Ce saumon pauvre en nutriments pourrait être un signe de ce qui va se passer dans les piscicultures en plein essor. Les humains pratiquent une surpêche des espèces de petite taille, comme les sardines et les anchois, utilisées pour nourrir de plus gros poissons dans les fermes. Aujourd'hui, au lieu de donner à leurs saumons des pellets constitués principalement de poisson haché, les exploitations leur fourrent des aliments composés d’un pourcentage beaucoup plus élevé de soja et d’autres agents de remplissage ne contenant pas d’éléments nutritifs essentiels comme les acides gras. Selon la Banque mondiale, l'offre mondiale de poisson d'élevage devant exploser, elle devrait passer de 50 millions de tonnes en 2010 à plus de 93 millions en 2030, "il n'y a tout simplement pas assez d'huile de poisson pour aller partout", nutritionniste spécialisée dans le poisson et biologiste marin. Rick Barrows, a déclaré lors de la conférence SynBioBeta l'automne dernier.

KnipBio peut modifier sa recette de sorte que le produit contienne des nutriments tels que la taurine et les caroténoïdes, des éléments qui confèrent au saumon et à la crevette une chair attrayante de rose.

KnipBio, une startup de 10 personnes basée à Lowell, dans le Massachusetts, libère le pouvoir de la biotechnologie sur le problème de la nutrition des poissons.

Methylobacterium extorquens est un microbe que l’on trouve généralement en train de grignoter les alcools excrétés par les feuilles ou les fruits pourris. KnipBio profite de ce processus pour le modifier légèrement afin que les microbes produisent de la farine de poisson.

Les bioréacteurs de KnipBio abritent des souches de gènes génétiquement modifiées et naturelles. les extorquens. Ajoutez du méthanol dérivé du gaz naturel dans le réservoir et vous obtiendrez un bouillon riche en protéines.

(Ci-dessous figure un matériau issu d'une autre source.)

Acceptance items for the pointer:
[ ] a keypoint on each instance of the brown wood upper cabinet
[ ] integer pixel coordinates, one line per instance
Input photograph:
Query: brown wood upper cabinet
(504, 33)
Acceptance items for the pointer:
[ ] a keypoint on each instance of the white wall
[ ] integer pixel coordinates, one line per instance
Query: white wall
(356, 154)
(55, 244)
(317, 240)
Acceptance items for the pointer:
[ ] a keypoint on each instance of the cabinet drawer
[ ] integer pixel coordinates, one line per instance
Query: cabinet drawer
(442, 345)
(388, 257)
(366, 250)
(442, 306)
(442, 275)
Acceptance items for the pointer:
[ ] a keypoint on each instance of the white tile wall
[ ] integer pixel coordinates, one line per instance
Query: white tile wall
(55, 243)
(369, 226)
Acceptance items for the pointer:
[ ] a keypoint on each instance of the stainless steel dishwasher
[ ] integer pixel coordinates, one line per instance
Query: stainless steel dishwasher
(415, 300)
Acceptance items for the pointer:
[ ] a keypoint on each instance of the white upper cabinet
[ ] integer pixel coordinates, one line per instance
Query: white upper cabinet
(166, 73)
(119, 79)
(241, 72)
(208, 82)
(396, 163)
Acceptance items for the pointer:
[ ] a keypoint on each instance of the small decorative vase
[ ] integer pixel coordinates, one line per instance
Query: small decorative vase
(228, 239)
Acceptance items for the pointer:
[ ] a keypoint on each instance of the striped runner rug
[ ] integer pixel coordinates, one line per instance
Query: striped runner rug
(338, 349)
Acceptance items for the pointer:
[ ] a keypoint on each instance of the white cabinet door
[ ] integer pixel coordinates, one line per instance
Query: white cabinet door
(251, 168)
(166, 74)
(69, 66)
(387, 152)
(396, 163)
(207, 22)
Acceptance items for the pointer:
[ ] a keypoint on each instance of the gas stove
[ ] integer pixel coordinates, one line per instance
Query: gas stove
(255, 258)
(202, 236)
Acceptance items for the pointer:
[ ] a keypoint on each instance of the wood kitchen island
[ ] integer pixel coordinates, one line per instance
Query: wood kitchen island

Ce liquide est ensuite séché dans une centrifugeuse, laissant derrière lui des granulés de nourriture pour poisson.

D'autres entreprises font quelque chose de similaire avec des algues plutôt que des bactéries comme point de départ. Après tout, les algues sont une bonne source de ces acides gras qui rendent le poisson si sain. Catherine Pujol-Baxley, vice-présidente de la R & D de KnipBio, explique: extorquens est un complément idéal aux algues dans l’alimentation des poissons. KnipBio peut modifier sa recette pour que le produit contienne des nutriments tels que la taurine et les caroténoïdes. Ce dernier ingrédient est l’additif le plus coûteux dans les repas commerciaux; Le saumon, la truite et les crevettes sans caroténoïdes n’ont pas une chair rose attrayante.

Alors, comment les poissons nourris avec ce goût ont-ils le goût? Une entreprise appelée Kampachi Farms a mélangé l’alimentation de KnipBio au régime alimentaire de la limande à queue jaune de sashimi qu’elle élève dans des enclos de haute mer flottant au large des côtes de la grande île de Hawaii. Selon Pujol-Baxley, un jury de dégustation composé de 70 personnes au Food Innovation Center de l’Oregon State n’a pas détecté de différence dans le goût du sashimi après le changement d’aliment.

En janvier, KnipBio a annoncé qu’elle était passée d’un petit centre d’essai à un bioréacteur de 20 000 litres, capable de produire une tonne de KnipBio Meal chaque semaine. Selon Pujol-Baxley, la société prévoit de mener des essais commerciaux cette année, en testant différents mélanges d'aliments pour animaux dans différentes exploitations avec du poisson à différents stades de développement. C’est une étape clé vers une sortie commerciale complète en 2019, quand nous verrons vraiment si l’idée va couler ou nager.